The Unholy Consult / Re: [TUC Spoilers] Inchoroi in future books
« on: August 11, 2017, 07:22:13 pm »
And why would we uniformly pursue any of those things?

For them to become dominant, pursuit doesn't have to be universal, just highly incentivized. Why not get rewired to enjoy your shitty job, if the alternative is suffering through it - and possibly losing it to someone whose performance is better due simply to the fact that it brings them pleasure?

The trend starts; fast forward thirty years as the technology becomes better and more accessible, the benefits are made clear, and non-compliance (while not strictly punished by edict) brings a deluge of negative consequence both financial and social, all toward the purpose of enjoying life less than your peers? Why fight it other than obsolete morality?

The Unholy Consult / Re: [TUC Spoilers] Inchoroi in future books
« on: August 11, 2017, 07:08:56 pm »
Another question is, are hedonism and sociopathy really inevitable?

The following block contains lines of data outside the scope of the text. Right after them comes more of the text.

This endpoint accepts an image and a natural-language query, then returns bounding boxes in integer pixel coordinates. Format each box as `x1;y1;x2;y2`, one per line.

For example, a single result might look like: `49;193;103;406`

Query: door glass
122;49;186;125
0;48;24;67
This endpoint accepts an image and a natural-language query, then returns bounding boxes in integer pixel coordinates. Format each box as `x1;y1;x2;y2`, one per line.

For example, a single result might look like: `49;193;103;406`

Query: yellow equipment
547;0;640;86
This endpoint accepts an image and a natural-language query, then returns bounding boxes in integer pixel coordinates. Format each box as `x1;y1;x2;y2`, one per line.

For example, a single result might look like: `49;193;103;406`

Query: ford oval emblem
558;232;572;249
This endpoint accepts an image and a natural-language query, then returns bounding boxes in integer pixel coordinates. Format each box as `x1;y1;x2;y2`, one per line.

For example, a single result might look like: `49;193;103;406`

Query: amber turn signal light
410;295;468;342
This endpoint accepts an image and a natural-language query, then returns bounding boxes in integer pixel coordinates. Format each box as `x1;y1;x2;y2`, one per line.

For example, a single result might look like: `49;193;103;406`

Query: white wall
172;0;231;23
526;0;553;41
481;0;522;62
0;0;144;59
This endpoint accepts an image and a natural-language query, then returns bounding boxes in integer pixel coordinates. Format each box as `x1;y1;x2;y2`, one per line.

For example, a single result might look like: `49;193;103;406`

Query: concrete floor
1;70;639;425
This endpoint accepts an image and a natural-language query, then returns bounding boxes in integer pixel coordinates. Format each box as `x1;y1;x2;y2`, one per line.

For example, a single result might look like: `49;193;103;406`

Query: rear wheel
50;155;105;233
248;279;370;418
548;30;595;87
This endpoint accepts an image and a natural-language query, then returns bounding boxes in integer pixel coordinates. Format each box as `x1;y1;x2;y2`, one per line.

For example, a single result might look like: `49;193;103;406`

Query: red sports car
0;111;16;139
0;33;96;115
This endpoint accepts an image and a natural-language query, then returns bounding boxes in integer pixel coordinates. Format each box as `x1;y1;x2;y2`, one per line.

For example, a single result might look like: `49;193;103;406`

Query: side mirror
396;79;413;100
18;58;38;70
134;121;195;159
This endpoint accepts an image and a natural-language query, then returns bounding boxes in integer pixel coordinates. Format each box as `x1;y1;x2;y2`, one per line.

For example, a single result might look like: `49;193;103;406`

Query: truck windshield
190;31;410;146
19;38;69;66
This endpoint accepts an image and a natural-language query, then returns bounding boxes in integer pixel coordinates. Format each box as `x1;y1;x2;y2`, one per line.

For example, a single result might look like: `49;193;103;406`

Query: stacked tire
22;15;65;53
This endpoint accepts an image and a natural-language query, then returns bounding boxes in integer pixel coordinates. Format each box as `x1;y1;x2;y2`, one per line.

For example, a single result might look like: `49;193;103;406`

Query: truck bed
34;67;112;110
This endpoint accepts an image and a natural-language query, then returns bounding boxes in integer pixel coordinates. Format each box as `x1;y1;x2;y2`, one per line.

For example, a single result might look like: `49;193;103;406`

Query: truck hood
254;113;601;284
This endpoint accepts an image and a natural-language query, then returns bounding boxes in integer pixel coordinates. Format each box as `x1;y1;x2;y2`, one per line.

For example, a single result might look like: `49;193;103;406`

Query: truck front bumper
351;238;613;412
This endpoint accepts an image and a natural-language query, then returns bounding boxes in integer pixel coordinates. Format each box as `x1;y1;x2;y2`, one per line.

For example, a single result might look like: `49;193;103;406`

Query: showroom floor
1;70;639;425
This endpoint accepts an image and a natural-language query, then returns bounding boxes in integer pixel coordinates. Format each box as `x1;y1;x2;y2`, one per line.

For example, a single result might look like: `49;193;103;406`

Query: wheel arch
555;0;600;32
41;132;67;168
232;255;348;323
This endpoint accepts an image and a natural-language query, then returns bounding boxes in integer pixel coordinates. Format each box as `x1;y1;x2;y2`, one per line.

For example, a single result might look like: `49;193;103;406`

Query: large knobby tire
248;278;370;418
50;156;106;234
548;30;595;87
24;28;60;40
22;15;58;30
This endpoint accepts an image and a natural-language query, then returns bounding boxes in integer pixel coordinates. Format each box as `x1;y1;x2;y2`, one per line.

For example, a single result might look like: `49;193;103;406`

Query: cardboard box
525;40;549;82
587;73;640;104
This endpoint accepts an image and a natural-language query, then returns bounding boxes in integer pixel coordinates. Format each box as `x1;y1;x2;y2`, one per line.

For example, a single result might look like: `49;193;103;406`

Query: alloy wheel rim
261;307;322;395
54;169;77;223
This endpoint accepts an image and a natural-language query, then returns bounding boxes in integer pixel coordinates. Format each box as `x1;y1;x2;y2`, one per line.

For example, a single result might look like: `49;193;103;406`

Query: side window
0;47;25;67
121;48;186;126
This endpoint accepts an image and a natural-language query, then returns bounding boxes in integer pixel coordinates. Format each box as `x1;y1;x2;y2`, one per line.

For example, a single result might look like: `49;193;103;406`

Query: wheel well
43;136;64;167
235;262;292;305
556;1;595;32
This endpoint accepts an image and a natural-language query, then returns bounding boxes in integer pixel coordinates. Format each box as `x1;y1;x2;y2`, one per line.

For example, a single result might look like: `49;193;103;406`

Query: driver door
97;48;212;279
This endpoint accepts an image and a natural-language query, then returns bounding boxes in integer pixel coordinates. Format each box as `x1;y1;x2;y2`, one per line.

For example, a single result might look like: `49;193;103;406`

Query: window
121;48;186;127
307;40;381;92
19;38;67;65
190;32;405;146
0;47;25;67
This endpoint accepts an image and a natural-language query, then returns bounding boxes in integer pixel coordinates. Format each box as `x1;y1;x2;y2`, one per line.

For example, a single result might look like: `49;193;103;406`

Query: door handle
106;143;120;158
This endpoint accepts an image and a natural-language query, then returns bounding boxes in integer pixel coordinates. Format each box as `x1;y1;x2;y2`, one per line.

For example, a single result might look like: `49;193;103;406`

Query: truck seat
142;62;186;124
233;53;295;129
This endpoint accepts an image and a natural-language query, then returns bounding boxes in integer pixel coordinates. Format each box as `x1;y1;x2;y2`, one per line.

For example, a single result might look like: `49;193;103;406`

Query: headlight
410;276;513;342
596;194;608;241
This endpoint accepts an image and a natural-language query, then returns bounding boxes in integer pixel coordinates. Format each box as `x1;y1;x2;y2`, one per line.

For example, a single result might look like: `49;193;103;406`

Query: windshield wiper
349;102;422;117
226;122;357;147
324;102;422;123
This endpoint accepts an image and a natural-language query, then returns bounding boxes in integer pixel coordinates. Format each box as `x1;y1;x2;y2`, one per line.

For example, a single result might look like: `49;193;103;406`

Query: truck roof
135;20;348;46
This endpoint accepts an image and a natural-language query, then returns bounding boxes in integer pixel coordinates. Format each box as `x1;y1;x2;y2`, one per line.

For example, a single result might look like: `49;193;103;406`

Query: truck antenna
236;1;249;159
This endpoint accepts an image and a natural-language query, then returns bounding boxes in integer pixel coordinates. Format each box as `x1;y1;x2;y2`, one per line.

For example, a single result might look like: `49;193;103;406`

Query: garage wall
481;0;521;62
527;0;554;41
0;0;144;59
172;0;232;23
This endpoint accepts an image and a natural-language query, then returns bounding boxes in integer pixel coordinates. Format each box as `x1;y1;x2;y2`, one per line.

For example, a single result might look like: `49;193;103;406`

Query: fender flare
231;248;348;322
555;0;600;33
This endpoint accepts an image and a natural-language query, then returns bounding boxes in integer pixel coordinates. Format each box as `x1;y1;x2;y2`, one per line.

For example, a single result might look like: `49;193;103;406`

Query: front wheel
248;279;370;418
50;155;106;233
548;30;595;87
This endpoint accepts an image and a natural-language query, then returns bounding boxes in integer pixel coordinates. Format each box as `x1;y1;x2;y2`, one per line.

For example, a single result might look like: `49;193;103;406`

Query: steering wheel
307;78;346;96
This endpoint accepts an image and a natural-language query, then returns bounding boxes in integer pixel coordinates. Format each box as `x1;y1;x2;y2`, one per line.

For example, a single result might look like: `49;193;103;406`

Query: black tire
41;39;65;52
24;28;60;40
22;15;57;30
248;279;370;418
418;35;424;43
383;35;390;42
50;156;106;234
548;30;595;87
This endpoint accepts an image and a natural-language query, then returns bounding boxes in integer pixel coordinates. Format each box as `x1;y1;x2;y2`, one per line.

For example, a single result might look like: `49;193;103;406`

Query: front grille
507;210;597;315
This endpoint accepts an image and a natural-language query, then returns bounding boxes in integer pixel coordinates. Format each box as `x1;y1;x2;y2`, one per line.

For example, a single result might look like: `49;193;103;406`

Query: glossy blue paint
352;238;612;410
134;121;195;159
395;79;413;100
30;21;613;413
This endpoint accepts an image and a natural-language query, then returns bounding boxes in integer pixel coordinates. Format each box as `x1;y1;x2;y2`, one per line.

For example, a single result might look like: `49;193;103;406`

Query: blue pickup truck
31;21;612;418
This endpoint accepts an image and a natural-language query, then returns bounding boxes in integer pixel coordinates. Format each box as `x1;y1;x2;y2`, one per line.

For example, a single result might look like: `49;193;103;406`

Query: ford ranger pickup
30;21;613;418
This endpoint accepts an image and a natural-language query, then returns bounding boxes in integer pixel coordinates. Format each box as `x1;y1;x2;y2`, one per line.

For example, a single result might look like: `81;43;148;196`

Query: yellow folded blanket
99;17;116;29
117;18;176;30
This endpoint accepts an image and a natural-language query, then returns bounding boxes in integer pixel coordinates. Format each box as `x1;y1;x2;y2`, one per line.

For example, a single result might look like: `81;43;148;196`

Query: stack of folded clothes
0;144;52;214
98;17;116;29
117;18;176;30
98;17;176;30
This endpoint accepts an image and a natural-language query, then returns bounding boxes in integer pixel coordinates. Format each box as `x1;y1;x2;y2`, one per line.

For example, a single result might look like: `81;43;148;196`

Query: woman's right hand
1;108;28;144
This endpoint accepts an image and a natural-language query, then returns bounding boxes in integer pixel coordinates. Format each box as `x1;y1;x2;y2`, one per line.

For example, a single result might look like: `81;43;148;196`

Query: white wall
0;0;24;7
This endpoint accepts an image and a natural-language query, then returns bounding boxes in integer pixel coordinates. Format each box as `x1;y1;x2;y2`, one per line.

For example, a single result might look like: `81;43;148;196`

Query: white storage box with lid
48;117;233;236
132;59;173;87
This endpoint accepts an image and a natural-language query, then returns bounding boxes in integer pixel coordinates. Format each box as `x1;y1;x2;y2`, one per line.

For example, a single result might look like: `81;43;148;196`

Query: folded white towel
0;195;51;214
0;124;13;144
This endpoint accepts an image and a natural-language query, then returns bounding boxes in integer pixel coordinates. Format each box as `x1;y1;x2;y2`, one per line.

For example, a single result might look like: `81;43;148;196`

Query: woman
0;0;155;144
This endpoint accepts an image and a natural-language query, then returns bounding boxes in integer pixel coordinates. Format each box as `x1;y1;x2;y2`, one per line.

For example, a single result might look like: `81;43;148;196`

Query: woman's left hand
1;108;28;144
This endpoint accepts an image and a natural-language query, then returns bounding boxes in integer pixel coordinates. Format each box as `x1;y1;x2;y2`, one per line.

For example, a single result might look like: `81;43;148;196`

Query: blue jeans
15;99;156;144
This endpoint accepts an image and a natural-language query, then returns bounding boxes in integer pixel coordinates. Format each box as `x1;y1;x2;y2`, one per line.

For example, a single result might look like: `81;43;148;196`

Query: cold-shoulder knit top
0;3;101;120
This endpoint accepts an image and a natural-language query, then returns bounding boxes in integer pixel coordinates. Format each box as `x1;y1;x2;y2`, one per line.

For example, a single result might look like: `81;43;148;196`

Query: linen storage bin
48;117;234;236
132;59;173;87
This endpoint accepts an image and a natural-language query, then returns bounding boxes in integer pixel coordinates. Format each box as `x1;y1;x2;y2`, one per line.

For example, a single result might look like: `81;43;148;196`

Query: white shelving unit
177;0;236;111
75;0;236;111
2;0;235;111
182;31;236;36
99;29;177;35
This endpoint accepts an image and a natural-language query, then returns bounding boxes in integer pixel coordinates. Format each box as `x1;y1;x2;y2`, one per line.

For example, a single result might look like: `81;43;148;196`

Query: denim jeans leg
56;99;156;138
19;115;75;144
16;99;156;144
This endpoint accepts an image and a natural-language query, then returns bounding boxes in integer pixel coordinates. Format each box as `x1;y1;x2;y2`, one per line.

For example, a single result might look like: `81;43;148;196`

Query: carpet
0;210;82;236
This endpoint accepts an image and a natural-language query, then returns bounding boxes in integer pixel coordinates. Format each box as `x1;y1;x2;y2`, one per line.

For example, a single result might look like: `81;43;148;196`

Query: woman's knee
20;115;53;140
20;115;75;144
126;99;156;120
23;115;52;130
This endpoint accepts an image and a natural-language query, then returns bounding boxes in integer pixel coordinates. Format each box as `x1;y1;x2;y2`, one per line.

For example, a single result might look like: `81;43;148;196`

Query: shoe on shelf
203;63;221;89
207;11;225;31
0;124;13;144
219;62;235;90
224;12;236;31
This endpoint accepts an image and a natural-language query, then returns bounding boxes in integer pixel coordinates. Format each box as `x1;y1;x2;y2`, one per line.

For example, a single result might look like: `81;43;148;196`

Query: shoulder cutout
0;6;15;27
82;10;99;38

Hedonism? Probably, though to what degree is open for debate. Depending on the species and society in question, a drive for accomplishment or some other goal(s) could very well moderate its impact. Though in a post-morality world, why not make enjoyment the driving force? Rewire the brain to love tedious, monotonous tasks, and perpetual bliss can be had by all without interfering with social order.

Sociopathy? Useful in certain occupations/areas of society, but on a grand scale for the entire populace, no. Though amorality is a more nuanced beast. Eliminating empathy species-wide is a far different animal than divorcing actions from judgment.

Literature / Re: Steven Erikson (The 3.5 million word journey?)
« on: August 11, 2017, 06:55:53 pm »
I need to get back to this series. Fell off for reasons I can't recall years back. My lack of free time will likely make that sad fact permanent, though.

No, my question is: why wasn't Achamian's immediate reaction "let's go look at Kellhus with the Judging Eye like right fucking now then" instead of the slog to ishual. It just really, really stands out

He is ever the sorcerer and the skeptic. He feels one woman (the bitter, betrayed daughter of the Empress, no less) saying, "I have the eye of God, your savior is a fraud!" would carry less weight than some objective proof gleaned from Ishual. "Boom, whale-mothers, Proyas. Fuck this guy." Also, the very real possibility Kellhus sees him and hits him with the metagnostic middle finger.

Though I could just be rationalizing after the fact in defense of the series or authorial oversight.